Sum of the Parts
I began this body of work feeling scattered, a little spent and rudderless, then walloped by unrelenting heat, the worst in my memory, and I’m a lifelong Texan. My garden became a dust bowl. Although my studio AC ran constantly, it couldn’t get below 87 most afternoons. Beyond the walls of my studio, fires and floods were happening seemingly everywhere, and the Arctic ice cap was melting four times faster than scientists had previously understood. I felt exhausted from the challenge to maintain hope.
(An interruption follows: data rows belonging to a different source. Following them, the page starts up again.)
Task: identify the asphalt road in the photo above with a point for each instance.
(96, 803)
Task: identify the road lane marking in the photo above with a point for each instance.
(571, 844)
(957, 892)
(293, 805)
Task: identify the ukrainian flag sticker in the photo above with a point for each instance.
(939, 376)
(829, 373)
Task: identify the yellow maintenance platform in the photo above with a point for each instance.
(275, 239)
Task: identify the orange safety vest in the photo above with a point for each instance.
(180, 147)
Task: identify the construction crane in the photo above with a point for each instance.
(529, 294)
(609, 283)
I decided to just keep at the work, following curiosity, making pieces that reflected my scattered consciousness. Showing up in my studio daily turned out to be a hopeful act in itself. I started to see any number of directions I could take. I began a series of (30+) tiny paintings; 8 x 10” each, all oils on oil paper. I tried to just let the ideas flow, keeping my judgments to a minimum, just painting. Images that seemed more significant found their way into larger paintings. These tiny artworks are beginnings– little totems of my psyche, hung on one wall in small, intuitive groupings that are meant to be rearranged and added to over time. I imagine that every time I rearrange them, I’ll see new insights and patterns.
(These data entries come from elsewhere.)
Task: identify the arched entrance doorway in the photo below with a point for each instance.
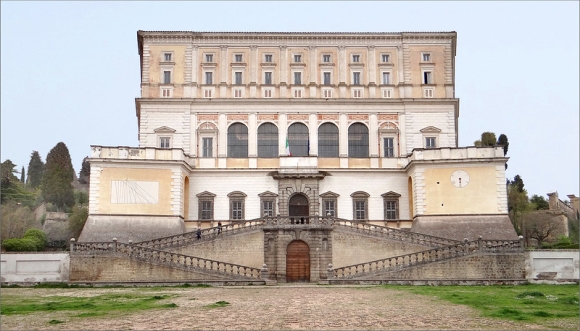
(298, 206)
(298, 262)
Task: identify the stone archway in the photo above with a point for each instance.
(297, 262)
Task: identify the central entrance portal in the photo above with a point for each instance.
(298, 205)
(298, 262)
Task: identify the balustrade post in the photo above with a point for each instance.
(72, 244)
(329, 272)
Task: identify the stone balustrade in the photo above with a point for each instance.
(396, 234)
(170, 259)
(431, 255)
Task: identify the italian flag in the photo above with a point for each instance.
(288, 147)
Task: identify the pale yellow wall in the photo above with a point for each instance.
(478, 197)
(268, 163)
(163, 176)
(438, 61)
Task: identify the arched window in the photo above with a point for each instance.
(298, 140)
(268, 140)
(238, 140)
(358, 140)
(328, 140)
At the same time, I began a series of small altar pieces; 3 wood panels hinged together to become freestanding. As a kid, I was a fervent Catholic. I loved the stories and the religious pictures and the drama, but I dropped Catholicism when I knew I wanted to have sex outside of marriage. I also felt a little betrayed by the religion itself. I’ve mostly shied away from religious iconography, or even references, in my art. But it’s inside me still. I’ve always been attracted to altar-like compositions that honor a central figure– usually a tree, in my work. In some ways, I’ve honored nature the way one would a saint. Square canvases (and I use them a lot) force a centering of a subject in an honorific way. I’m ready to explore my version of religious iconography.
I’m in for the long haul, my art-making is a continuum and I don’t care if I ever finish. I guess the tally for the SUM of the parts is never final. This is my definition of hope.